“The specialties separate the man from all other men”, wrote Francis Picabia in jesus christ rastaquouère. From this sulphurous text by the dada painter published in 1920, Serge Gainsbourg had made his bedside book. The singer-songwriter, then rewarded with a success of esteem, nevertheless proclaimed loud and clear the minority of song in the face of the major arts – painting and literature. A minor contradiction with his mentor, because Picabia had everything to please Gainsbourg, himself a painter in his early days, who, dissatisfied with his production, destroyed his paintings, before embarking on the musical career that we know. . What remained of Francis was the pictorial corpus, Dadaist then Surrealist, and above all this blasphemous writing which accompanied the singer throughout his life, from the young Lucien (Ginsburg) to Serge (Gainsbourg-Gainsbarre).
Exhibitions around the lyricist have flourished in recent months pending the opening of Maison Gainsbourg, rue de Verneuil, a full partner of the Public Information Library (BPI) of the Center Pompidou which illuminates, under the curatorship of Monika Prochniewicz and Caroline Raynaud, the composer’s creation from the angle of the “exact word”. The one who sprinkles the manuscripts of his songs: Cannabiswhere he devotes himself to talk overdaring to use the most acrobatic caesuras and an ultra-sophisticated vocabulary, or Ford-Mustangbuilt from a list of car accessories unearthed in an advertising brochure.
Creator but also collector, the man keeps, like precious relics, the autographs requested from the personalities he meets – Nureyev, Mastroianni, Rostropovitch, Bérégovoy, Mohamed Ali… – and the flyleaves autographed by friends, like Jacques Canetti, the tireless talent sniffer who was the first to sniff out that of young Serge. Among these innumerable small papers are also the membership cards of the clubs that the night owl frequents assiduously and telephone numbers scribbled on notepads of hotels at the end of the 1980s.
Gainsbourg had an eye as well as an ear
The nerve center of his daily life: his very… heterogeneous library. Here, art books (Ernst, Dali, etc.) chosen for their cover graphics or prefaces by him (Denis Boissier, Jérôme Minet, etc.), works by Sade, Baudelaire, Rimbaud, Poe, the complete works of Benjamin Peret, The future Eve by Villiers de L’Isle-Adam, an anthology of Shakespeare’s plays or lolita of Nabokov are close to DIY sheets of Professor Choron, a Dictionary of Egyptian Civilizationa comic by Placid and MuzoElizabeth Teissier’s predictions for 1983, The Breast Game from Topor, but also fan letters and children’s doodles. Are added to it, the ease come, the original manuscript of The Marseillaise and an autograph letter from Chopin.
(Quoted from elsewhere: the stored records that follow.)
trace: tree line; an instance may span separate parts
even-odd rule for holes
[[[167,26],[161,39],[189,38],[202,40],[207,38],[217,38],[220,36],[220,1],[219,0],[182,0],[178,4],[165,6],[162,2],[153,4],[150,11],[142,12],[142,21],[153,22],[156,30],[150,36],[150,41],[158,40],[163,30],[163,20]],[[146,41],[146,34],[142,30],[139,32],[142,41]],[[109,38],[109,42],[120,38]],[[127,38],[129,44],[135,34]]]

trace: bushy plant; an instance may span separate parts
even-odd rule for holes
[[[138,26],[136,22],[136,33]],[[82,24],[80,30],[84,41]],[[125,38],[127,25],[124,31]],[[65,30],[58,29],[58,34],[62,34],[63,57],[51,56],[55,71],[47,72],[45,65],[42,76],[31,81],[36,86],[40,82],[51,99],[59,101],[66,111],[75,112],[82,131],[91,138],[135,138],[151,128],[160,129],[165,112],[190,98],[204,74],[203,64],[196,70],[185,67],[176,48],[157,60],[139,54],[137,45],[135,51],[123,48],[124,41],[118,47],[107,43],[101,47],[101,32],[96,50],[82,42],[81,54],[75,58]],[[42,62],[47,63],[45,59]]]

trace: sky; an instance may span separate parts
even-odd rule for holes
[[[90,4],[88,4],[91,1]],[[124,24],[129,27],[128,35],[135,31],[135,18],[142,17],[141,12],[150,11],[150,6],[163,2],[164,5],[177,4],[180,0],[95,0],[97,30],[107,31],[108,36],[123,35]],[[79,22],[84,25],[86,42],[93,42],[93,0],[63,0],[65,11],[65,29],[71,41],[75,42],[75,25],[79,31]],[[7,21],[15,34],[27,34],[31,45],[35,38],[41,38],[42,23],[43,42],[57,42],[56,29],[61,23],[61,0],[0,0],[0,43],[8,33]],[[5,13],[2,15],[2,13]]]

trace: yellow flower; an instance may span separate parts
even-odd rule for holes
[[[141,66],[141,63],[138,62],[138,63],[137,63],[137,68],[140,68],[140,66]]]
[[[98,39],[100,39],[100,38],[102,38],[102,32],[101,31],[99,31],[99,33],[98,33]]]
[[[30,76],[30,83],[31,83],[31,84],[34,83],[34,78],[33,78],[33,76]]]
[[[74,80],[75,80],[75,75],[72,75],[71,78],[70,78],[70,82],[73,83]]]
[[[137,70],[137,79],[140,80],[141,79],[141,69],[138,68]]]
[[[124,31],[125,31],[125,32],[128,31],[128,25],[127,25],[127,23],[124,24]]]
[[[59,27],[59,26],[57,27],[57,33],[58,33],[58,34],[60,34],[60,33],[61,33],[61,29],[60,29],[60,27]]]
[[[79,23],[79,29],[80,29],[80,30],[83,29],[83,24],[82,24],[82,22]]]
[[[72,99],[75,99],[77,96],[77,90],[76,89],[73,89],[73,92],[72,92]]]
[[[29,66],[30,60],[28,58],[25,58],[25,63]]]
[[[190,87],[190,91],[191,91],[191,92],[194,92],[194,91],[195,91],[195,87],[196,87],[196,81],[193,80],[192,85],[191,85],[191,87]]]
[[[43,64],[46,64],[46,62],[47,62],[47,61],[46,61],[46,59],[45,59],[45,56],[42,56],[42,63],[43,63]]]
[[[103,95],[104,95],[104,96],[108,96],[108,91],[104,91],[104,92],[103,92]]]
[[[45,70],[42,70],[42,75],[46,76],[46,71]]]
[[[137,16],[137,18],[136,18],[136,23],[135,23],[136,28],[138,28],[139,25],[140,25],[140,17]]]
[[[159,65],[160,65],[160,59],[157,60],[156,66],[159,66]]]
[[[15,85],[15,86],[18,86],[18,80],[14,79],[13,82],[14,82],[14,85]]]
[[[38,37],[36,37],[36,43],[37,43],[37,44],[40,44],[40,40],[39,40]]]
Precious objects and works of art also have their place in the sanctuary on rue de Verneuil, like the ornate canes whose collection Gainsbourg began in the mid-1960s, and the sculpture of Claude Lalanne, The Man with the Cabbage Headacquired in 1974, which gives its name to the second concept album knitted by the singer after the cult one ofHistory of Melody Nelson. In September 1976, he photographed the statue from every angle in the courtyard of his Parisian home during a long session that included more than 300 slides. The esthete of meticulousness had an eye as well as an ear. Alain Coelho, his publisher friend and author of Waves magnitudes of timenicely summed it up as an entry to the copy he gave to the dandy of French song in 1981: “A Gainsbourg, qui est l’élegance”.